Fenómeno barrial y mundial a la vez

Milei se burla de los que lo consideraban un mero fenómeno barrial, ya que ahora -Trump mediante- ha devenido un fenómeno mundial. Sin embargo, para consolidarse en ese nuevo rol, debería -antes que nada- alejar para siempre de su lado a amigos rateritos del pasado barrial como Mauricio Novelli, el del libragate. O dejarse de empoderar a chantas insignificantes como Manuel Adorni.
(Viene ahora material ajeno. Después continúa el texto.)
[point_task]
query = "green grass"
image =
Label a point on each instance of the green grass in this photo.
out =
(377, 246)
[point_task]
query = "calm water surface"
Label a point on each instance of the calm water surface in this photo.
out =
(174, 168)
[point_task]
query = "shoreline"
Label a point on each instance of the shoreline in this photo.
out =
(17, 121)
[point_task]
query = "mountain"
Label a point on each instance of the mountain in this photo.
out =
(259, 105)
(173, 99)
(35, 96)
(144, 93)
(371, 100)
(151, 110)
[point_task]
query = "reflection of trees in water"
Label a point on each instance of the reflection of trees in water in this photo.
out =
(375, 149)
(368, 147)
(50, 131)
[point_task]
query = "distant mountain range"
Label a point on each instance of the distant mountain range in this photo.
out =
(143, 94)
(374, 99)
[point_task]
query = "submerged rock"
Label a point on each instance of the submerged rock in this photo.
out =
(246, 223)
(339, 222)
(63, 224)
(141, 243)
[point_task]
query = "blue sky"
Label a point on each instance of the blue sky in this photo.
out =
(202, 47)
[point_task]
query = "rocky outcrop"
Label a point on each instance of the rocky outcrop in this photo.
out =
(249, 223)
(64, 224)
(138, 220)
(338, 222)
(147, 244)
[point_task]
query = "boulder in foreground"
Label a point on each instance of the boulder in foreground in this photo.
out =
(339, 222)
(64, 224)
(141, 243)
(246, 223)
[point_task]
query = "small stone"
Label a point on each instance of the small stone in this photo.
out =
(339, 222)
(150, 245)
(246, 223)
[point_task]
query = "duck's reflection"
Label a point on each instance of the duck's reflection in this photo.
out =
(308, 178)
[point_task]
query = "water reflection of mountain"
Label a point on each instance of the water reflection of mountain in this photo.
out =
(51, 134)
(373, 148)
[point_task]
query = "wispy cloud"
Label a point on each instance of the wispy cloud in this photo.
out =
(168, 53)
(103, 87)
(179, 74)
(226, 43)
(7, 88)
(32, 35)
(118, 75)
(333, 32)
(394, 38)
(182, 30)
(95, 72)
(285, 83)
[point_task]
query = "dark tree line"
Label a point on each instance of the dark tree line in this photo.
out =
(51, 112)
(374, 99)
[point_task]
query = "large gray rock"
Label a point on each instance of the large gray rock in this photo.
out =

"La naturaleza humana no cambia.... empeora", solía decir un viejo amigo escéptico de la capacidad de mejora de las personas. Según la filosofía de mi amigo, o se avanza o se retrocede, ya que mantenerse estático es otra forma de retroceder. Si tal apotegma lo complementamos con otro más conocido: "la cabra siempre al monte tira", nos encontraremos con el principal problema psicológico (pero de consecuencias eminentemente políticas por el lugar que hoy ocupa) de Javier Milei. Porque cada vez que da un paso adelante, luego da dos pasos atrás. Cuando le va mal se asusta y llama en su apoyo a los que antes insultó, pero cuando se recupera se agranda y vuelve a insultar a todos los que llamó. Pese a sus ínfulas de devenir un estadista, siempre se le desliza (sobre todo por la boca) ese estilo de matoncito de barrio que parece consustancial a su naturaleza. Y naturaleza que no cambia.... empeora.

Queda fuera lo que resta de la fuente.